Almost all schools now have a drug education policy in place and Ofsted reports that the quality of drug education in the classroom is improving year on year. Investment in training programmes for teachers and Connexions advisers, and the national healthy school standard are all providing an important boost to drug education. To build on improvements already made, the Government are implementing a five-year evaluation and research programme called Blueprint.

Jim Dobbin

Is the Minister aware of the excellent work that takes place in the voluntary sector on drug awareness in schools? An example of an organisation that does such work is the North-West Life Education Trust, which is funded by Rotary International in Great Britain and Ireland. It has put together an interesting programme of visits that take place throughout my constituency and Rochdale's local education authority area.

Jacqui Smith

Yes, my hon. Friend makes an important point. We recognise that the voluntary sector's contribution can be important in developing drug education. When young people are asked what they want from drug education, they often express an interest in using external visitors, for example. We welcome that contribution. We are aware of the work of Life Education Centres and its chief executive is represented on the advisory group for the Blueprint programme that I mentioned earlier. It is up to local schools to determine the extent to which their drug education policies use outside organisations and voluntary organisations. I certainly believe, and research suggests, that effective drug education is best provided by a partnership involving teachers, parents, voluntary organisations and pupils themselves in order to determine the programmes.

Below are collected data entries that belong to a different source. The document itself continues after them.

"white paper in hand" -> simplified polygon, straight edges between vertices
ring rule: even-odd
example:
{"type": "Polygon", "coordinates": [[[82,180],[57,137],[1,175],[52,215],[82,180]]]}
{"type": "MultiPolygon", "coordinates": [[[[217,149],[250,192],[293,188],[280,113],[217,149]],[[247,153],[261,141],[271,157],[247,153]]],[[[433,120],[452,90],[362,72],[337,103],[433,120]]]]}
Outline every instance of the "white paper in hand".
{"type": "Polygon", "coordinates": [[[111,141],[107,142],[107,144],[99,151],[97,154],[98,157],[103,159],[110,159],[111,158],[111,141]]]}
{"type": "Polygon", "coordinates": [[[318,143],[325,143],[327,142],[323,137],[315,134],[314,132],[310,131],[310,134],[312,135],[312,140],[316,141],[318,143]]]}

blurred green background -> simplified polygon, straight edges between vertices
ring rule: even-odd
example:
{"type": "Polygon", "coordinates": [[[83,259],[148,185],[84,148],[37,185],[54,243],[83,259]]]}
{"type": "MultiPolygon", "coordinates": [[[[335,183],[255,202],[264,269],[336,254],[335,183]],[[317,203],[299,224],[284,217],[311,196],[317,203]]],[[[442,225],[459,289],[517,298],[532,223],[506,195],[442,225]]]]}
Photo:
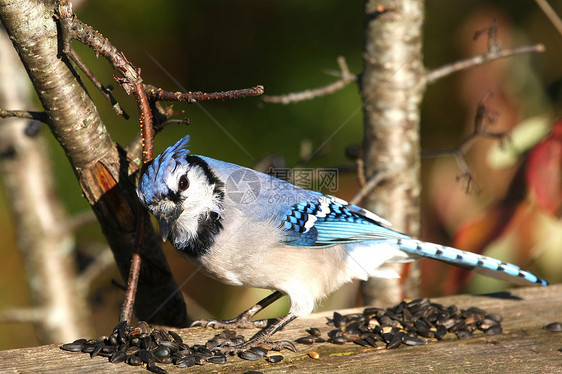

Mr. John Redwood (Wokingham)

Are the Government giving consideration to, or undertaking studies on, cannabis liberalisation and the liberalisation of other so-called "soft" drugs?

Jacqui Smith

As I think the right hon. Gentleman is aware, research is being conducted on the health effects of using cannabis with regard to certain illnesses. The Government's position is now clear. My right hon. Friend the Home Secretary has proposed the reclassification of cannabis. The message for young people remains clear: cannabis is a harmful drug and taking cannabis is illegal—our drug education programmes are based on that message. We must also recognise that programmes should be credible and honest about relative health problems associated with different drugs. It is important that we continue to focus our attention and targets on ensuring that we reduce the use of class A drugs, which are clearly the most harmful drugs.

Mr. Lindsay Hoyle (Chorley)

I wonder what role sports stars and sporting clubs could play in the fight for drug education. Could that role be further extended through schools in the future?

The Minister for Sport (Mr. Richard Caborn)

I think that my hon. Friend knows about the World Anti-Doping Agency. UK Sport signed off a memorandum of understanding supporting the agency in Moscow only a few weeks ago. UK Sport now has information available on its website or by other means. It is doing everything that it can to show the harmful effects of drugs and doping. We are trying to eradicate the use of drugs in competition, because it is cheating. We want to rid sport of cheating.

Mr. David Rendel (Newbury)

The Minister will be aware that one drug kills more people than any other. That drug is tobacco, which kills roughly 300 people a day. Is the Minister aware that one in four young people can become addicted to tobacco after sampling just two or three cigarettes? Would it not improve education in our schools if the message to young people were not so much "Do not smoke" as "Do not even start smoking because you may become addicted very quickly"?

Jacqui Smith

The hon. Gentleman raises an important point that is being reflected in guidance and practice. We need to take a broad approach that covers illegal drugs as well as tobacco and alcohol. The Government are concerned about young people taking up smoking because of the problems that that can lead to in later life. That is why many of our education programmes deal with the harm that tobacco can do; it is also why we are taking action on banning tobacco advertising.